Top-Level (Source Type) |
Second-Level |
Third-Level |
Message Boards |
Site You can enter a query to narrow the list of sites by
site name, site domain, or site URL.
|
Forum You can enter a query to narrow the list of forums
by forum name.
|
Blogs |
Site You can enter a query to narrow the list of sites by
site name, site domain, or site URL.
|
|
News |
Site You can enter a query to narrow the list of sites by
site name, site domain, or site URL.
|
|
Videos |
Site You can click a button to see a list of the available
video sites.
|
Author You can enter a query to narrow the list of authors
by author name.
|
Reviews |
Site You can enter a query to narrow the list of sites by
site name or site URL.
|
Author You can enter a query to narrow the list of authors
by author name.
|
Applying time zones and API filters
In BoardReader, dates are determined by the eastern United
States time zone (EST/EDT) for message board content, and
by GMT time for all other source types. Because the crawler
cannot detect the time zone for each BoardReader site, the dates
that users see when they query a BoardReader collection might
be different from dates that appear on the original data source
sites (such as yahoo.com sites that were crawled by the BoardReader
service).
When you select the sources to be crawled,
you can specify which time zone is to be used to determine
the document dates. For best results, select a time zone based on
the time zone for the site to be crawled:
- You can select a default time zone. This time zone is used to
convert the BoardReader Published date to the indexed
document date.
- You can specify patterns to apply a time zone to documents that
match a pattern URL. For example, if you specify *.yahoo.co.jp=JST in
the time zone list, Japanese Standard Time is used to
determine the document date for documents that are published
on .yahoo.co.jp sites.
If you do not specify a time zone pattern, the default time
zone is applied. If you do not specify a default time zone,
the crawler uses the time zone that is configured for the
collection.
You can specify BoardReader API parameters
to further limit the amount of data that the crawler collects.

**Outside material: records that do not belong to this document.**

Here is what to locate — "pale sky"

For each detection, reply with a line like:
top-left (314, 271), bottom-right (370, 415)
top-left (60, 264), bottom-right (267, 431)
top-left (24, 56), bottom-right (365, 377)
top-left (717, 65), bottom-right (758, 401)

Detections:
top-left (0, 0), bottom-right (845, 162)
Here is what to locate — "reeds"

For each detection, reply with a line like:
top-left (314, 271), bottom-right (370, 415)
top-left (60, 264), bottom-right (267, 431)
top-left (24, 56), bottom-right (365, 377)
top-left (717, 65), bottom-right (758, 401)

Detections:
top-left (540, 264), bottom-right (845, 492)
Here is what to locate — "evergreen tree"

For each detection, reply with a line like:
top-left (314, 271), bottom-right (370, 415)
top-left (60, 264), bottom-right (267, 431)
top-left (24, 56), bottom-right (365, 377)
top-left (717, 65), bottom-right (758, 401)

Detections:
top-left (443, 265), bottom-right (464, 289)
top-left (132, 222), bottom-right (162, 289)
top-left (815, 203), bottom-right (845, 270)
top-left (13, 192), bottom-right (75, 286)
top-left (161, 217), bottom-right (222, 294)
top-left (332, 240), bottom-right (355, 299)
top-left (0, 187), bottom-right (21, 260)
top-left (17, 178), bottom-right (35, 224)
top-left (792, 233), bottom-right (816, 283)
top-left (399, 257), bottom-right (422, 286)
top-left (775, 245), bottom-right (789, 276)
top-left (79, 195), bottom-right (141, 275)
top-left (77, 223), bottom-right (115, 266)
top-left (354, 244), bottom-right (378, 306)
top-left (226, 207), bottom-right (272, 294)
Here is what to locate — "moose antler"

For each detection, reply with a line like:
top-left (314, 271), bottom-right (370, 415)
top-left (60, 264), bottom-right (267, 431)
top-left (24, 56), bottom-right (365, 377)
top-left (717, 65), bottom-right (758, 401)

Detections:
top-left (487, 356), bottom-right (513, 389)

For example, specify filter_language=ja to
collect only documents in the Japanese language, or specify filter_country=jp
to collect only documents that originate in Japan. To specify
more than one filter, combine the entries with an ampersand
(&) character, for example, filter_language=ja&filter_country=jp.

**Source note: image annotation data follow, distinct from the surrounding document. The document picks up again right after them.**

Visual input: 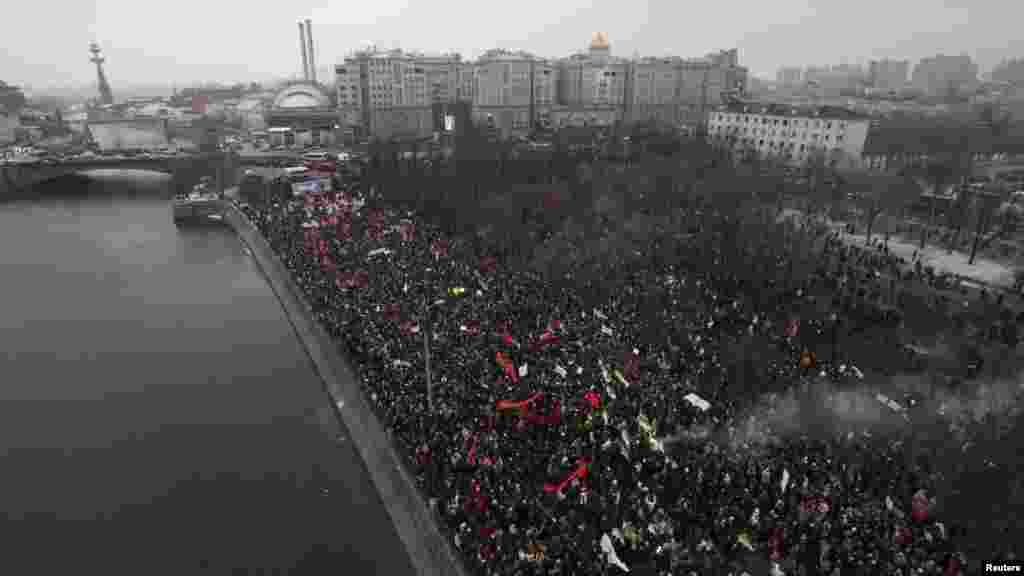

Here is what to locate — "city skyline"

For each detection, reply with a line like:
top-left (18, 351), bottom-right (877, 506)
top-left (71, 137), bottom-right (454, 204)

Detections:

Contact BoardReader for information about available API parameters.
Configuration overview
When
you configure a
BoardReader crawler
in the administration console, wizards help you provide required
information:
- Specify properties that control how the crawler operates and uses
system resources. The crawler properties control how the
crawler collects content from all of the BoardReader sources
that you add to the crawl space.
- Specify connection credentials.
- Select the BoardReader sources that you want to crawl by specifying
time limits, queries, domains, and source types.
- Specify options for how documents can be searched. For example,
you can exclude certain types of documents from the crawl
space.
- Set up a schedule for crawling BoardReader sites.